Ainsi donc, pendant une bonne heure et demie, tout se résume à une logique de huis-clos dans un luxueux hôtel de Hong Kong, visité et analysé de fond en comble par une jeune working-girl française (Noémie Merlant en lieu et place d’une Léa Seydoux démissionnaire), chargée d’en évaluer la gestion à des fins de restructuration. De temps en temps, elle se rase les jambes, elle prend un bain ou elle masse ses rides avec application. Et côté sexe, elle fait parfois l’amour avec untel croisé au détour d’un couloir quand ce ne sont pas des caresses saphiques dans une remise en compagnie d’une jeune escort locale. Outre le fait que ces scènes sont aussi crues et sexy que des pages de catalogue La Redoute, elles sont surtout si succinctes et mal montées qu’elles échouent lamentablement à incarner la montée du plaisir dans des espaces joliment architecturaux – il y a donc là de quoi donner de l’eau au moulin de ceux qui continent de porter en haute estime Tinto Brass et Jean-Claude Brisseau. De ce fait, ces scènes ne sont pas des pivots du récit mais des instants traités « à plat », sans enjeu ni raison d’être. La posture sans la gestuelle, la mesure sans le doigté, le dialogue sans la fonction sadienne qui va avec (inutile d’espérer « bander par l’oreille »), le tout agrémenté de parenthèses plus toc que choc, où l’on cite Les Hauts de Hurlevent pour rien, où l’on enchaîne les lapalissades sur le désir au sens large et où l’on blablate sur de la culbute sans jamais en montrer.

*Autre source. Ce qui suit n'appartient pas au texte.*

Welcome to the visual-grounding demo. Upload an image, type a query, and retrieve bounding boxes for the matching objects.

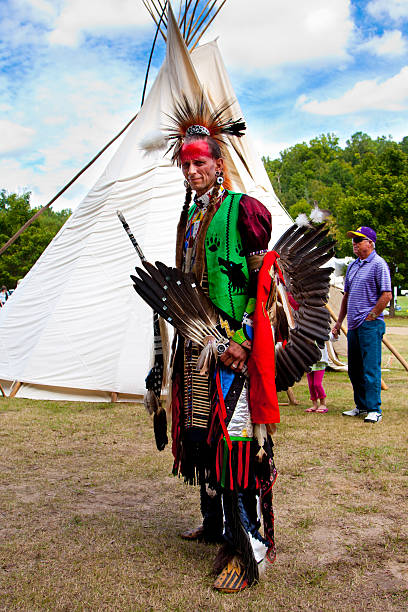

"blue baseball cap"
[347,225,377,242]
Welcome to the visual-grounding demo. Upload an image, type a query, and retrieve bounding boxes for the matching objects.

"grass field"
[0,330,408,612]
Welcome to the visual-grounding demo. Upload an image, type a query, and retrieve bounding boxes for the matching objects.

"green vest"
[205,191,249,326]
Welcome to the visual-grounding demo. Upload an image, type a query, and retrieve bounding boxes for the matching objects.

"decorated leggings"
[307,370,326,402]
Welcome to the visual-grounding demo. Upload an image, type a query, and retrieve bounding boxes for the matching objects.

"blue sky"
[0,0,408,209]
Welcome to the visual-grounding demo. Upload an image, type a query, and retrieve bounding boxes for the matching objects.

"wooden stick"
[326,304,347,338]
[383,336,408,372]
[9,381,23,397]
[191,0,227,51]
[326,304,388,391]
[0,113,138,255]
[326,304,408,372]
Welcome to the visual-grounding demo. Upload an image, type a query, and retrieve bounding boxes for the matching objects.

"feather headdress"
[165,93,246,162]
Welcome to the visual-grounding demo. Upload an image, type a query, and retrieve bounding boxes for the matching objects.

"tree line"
[263,132,408,288]
[0,189,71,289]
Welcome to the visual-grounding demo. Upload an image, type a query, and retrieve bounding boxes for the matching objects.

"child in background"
[306,342,332,413]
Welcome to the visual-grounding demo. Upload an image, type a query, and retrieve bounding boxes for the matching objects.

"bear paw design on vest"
[235,242,245,257]
[218,257,247,291]
[207,236,221,253]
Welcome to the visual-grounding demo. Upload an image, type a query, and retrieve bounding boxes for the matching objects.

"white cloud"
[297,66,408,115]
[0,119,35,155]
[206,0,354,71]
[49,0,152,47]
[359,30,407,56]
[24,0,56,15]
[367,0,408,21]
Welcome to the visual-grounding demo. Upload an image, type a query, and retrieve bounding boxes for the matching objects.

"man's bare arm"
[366,291,392,321]
[332,291,348,338]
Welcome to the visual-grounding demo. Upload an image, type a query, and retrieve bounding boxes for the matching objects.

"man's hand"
[220,340,248,372]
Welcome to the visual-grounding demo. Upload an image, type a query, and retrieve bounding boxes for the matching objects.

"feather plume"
[274,224,333,391]
[164,92,246,162]
[131,261,228,372]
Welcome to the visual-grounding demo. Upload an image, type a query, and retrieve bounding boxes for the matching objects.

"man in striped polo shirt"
[332,226,392,423]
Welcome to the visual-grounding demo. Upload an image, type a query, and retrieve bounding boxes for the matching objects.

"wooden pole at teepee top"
[184,0,199,40]
[190,0,227,51]
[143,0,167,42]
[186,0,216,47]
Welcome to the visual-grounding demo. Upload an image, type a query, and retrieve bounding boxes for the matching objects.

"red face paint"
[180,140,213,164]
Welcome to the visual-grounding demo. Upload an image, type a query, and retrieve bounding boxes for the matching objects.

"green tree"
[264,132,408,298]
[0,190,71,288]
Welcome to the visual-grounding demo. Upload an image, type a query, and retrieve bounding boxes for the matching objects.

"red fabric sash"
[248,251,283,423]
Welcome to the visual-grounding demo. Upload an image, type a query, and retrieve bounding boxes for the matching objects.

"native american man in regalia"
[132,97,332,592]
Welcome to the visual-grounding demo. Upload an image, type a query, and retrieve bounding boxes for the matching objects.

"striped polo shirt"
[344,251,391,329]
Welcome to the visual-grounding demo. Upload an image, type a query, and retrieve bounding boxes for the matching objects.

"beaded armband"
[232,298,255,344]
[246,250,268,272]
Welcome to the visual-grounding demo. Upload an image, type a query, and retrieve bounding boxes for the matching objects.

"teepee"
[0,0,291,401]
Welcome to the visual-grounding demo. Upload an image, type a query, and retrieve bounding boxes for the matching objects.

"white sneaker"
[364,412,382,423]
[343,408,367,416]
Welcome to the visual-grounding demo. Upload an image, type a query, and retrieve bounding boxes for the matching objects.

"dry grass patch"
[0,336,408,612]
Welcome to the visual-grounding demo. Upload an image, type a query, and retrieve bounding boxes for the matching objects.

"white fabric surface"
[0,9,291,401]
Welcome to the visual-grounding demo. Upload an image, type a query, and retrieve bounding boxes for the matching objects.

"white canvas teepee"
[0,11,291,401]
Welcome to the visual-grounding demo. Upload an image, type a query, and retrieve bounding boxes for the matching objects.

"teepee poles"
[143,0,167,42]
[186,0,217,47]
[190,0,227,51]
[140,0,167,107]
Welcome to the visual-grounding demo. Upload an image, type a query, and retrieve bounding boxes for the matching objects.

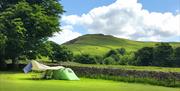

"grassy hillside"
[63,34,180,55]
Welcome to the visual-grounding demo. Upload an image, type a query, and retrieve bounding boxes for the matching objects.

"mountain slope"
[63,34,180,55]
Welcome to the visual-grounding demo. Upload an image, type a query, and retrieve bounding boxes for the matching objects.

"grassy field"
[0,72,180,91]
[62,62,180,72]
[63,34,180,55]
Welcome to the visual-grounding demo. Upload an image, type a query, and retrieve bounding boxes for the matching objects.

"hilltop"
[62,34,180,55]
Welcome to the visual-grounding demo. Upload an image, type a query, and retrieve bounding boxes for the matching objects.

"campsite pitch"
[0,72,180,91]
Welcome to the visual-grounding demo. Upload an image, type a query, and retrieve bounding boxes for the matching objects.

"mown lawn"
[0,72,180,91]
[62,62,180,72]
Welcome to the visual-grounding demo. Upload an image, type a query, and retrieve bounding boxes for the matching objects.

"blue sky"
[60,0,180,15]
[49,0,180,44]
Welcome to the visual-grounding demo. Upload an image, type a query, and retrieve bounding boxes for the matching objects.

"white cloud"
[49,25,81,44]
[62,0,180,41]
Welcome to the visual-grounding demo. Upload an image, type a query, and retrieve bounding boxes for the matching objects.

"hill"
[62,34,180,55]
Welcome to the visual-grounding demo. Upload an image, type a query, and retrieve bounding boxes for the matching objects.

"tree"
[135,47,153,66]
[0,0,64,68]
[0,33,7,69]
[106,49,118,57]
[103,57,117,65]
[174,47,180,67]
[116,48,126,55]
[152,43,173,66]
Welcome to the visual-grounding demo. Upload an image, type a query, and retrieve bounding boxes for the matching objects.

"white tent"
[31,60,64,71]
[23,60,64,73]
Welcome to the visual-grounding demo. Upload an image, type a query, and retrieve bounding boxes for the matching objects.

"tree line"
[0,0,64,68]
[75,43,180,67]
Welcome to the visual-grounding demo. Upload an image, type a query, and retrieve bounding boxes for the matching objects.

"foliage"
[116,48,126,55]
[0,0,64,67]
[152,43,173,66]
[103,57,116,65]
[174,47,180,67]
[135,47,153,66]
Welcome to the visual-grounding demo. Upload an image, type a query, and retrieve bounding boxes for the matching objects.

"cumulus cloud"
[62,0,180,41]
[49,25,81,44]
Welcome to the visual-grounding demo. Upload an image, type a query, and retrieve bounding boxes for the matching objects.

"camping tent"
[23,60,79,80]
[44,68,79,80]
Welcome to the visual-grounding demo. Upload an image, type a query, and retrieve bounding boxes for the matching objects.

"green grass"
[0,72,180,91]
[63,34,180,55]
[62,62,180,72]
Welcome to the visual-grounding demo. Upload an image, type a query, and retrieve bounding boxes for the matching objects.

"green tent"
[44,68,79,80]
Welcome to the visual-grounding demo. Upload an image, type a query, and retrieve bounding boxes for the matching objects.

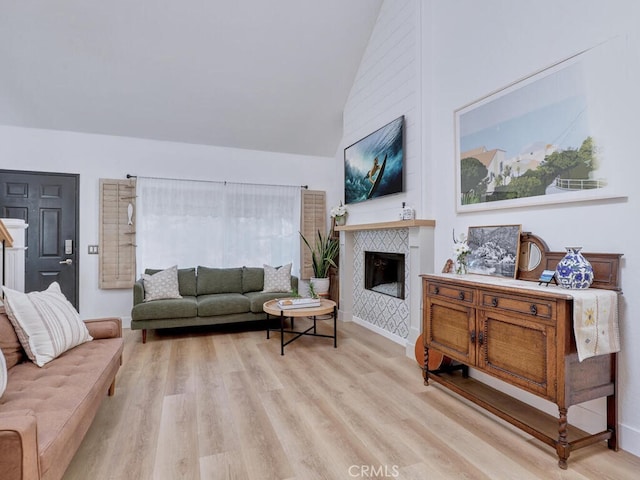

Plus surprenant encore, Diwan loge ici le masculin et le féminin à la même enseigne en matière de fadeur et d’accessoirisation des corps, ses personnages n’ayant pas d’autre fonction que de meubler ce décor d’hôtel à force d’être déplacés d’une pièce à l’autre, d’une chambre à l’autre, d’un faux enjeu à l’autre. Forcément, quand l’utilité narrative d’un rôle égale celle d’un halogène (que diable vient faire le grand Anthony Wong là-dedans ?), la coquille sonne aussi creux qu’une compilation de réclames pour marques de luxe. Et de facto, aussi belle et talentueuse soit-elle, Noémie Merlant ne peut hélas compter sur sa prestation sensuelle pour recoller les morceaux d’un tel déni de subversion. Au moins, la symbolique maousse qui surgit de temps en temps par accident (la pluie torrentielle, la coupure de courant…) nous fait autant sourire qu’à la grande époque des dimanches soirs de M6. Et la scène finale, unique échappatoire hors de l’hôtel, a le mérite de rattraper un minimum le coche sur les thématiques de l’émancipation et de la jouissance, via une scène de sexe en caméra circulaire où Emmanuelle dirige elle-même le rituel de ses propres ébats. C’est peu, mais ça permet d’éviter le zéro. Au final, combien d’étoiles sur TripAdvisor pour cet hôtel hongkongais ? Pas beaucoup, c’est sûr.